A ’Martian Stone’
This mineral was first found in Russia. Its discovery credit could have been assigned to Russian scientists, if the find had been registered properly. In reality, the glory of discoverers was given to German geologists, who even named this mineral after Goethe, a German writer and statesman. He himself, being a collector, did not oppose their decision and approved ’goethite’ as a name for the brand new finding, to which Mars owes its colour.
In ancient mythology, goethite was thought to assist a goddess Hecate in guiding people out of the world of the living into the one of the dead. The magicians of that time believed the mineral could be used for controlling the soul of a dead person. In the pursuit of goethite, those living in the Afterlife were ready to follow any commands from the stone’s owner - all of them, just to touch this mineral.
Through the use of goethite stone in numerous rituals, people found out it could serve as a source of iron. Pagan priests were accustomed to heating and polishing the samples; and they were the ones to observe the metal reduction process. It is in fact a common belief that this coincidence led to the beginning of the Iron Age. The first to start producing iron en masse were, however, the Hittites, people of Anatolian descent. They were burning goethite with charcoal in stoves to extract the metal.
In the Middle Ages, another use for the mineral was found - a fast colouring pigment made of it became popular among artists and icon painters. Beauty products, coloured fabrics - they all consisted of this pigment. Moreover, decorative cosmetic products made up of goethite are still available on the market even now, in the XXI century. These makeup products are in general more environmental friendly; they are also good for the skin.
As of now, the stone is anticipated to provide the key for solving one of the world’s greatest mysteries. Goethite is one of the minerals that makes up the Martian soil.
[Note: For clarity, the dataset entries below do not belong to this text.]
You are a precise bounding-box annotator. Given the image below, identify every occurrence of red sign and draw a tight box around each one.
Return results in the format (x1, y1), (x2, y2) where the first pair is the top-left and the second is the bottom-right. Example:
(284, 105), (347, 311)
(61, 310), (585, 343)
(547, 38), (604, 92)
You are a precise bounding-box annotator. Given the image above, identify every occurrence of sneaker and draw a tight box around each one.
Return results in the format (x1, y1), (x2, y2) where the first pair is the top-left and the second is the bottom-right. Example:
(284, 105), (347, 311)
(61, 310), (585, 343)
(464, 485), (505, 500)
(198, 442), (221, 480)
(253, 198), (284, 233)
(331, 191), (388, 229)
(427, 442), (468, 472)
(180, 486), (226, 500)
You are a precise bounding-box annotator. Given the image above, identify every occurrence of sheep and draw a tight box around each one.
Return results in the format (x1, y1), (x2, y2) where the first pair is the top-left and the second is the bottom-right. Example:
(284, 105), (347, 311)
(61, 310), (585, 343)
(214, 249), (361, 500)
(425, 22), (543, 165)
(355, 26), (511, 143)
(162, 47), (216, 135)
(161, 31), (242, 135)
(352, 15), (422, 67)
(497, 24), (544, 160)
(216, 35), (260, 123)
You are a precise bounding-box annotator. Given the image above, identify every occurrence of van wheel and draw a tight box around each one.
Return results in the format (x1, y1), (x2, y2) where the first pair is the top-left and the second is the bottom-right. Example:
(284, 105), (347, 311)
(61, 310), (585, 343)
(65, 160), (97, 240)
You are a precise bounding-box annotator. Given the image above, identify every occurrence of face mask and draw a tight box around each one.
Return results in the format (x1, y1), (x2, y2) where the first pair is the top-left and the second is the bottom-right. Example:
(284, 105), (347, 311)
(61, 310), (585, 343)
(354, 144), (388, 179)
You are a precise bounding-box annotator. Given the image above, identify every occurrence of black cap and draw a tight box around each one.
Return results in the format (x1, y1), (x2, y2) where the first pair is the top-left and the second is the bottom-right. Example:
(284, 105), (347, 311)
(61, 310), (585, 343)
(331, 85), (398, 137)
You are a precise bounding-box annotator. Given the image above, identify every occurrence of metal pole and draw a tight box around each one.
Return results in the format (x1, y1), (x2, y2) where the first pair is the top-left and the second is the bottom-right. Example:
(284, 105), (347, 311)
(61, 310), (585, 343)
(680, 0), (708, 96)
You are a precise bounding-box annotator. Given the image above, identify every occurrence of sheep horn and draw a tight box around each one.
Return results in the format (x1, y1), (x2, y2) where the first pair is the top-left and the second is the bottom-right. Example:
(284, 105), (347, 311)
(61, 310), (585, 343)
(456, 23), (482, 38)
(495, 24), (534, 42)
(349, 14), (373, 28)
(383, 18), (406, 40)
Many scientists believe some samples of this stone may have preserved traces of life forms who were once inhabiting Mars.
The visual appearance of goethite may somewhat resemble the surface of the farthest planets, with their dead volcanoes and numerous craters. Goethite can even generate electricity. On the other side, the mineral is of no value for jewellers, even though collectible items of goethite are highly valued. The ones of specific attention are its compounds - the specimens of incredible beauty are usually compound minerals, which are composed of goethite and some other elements.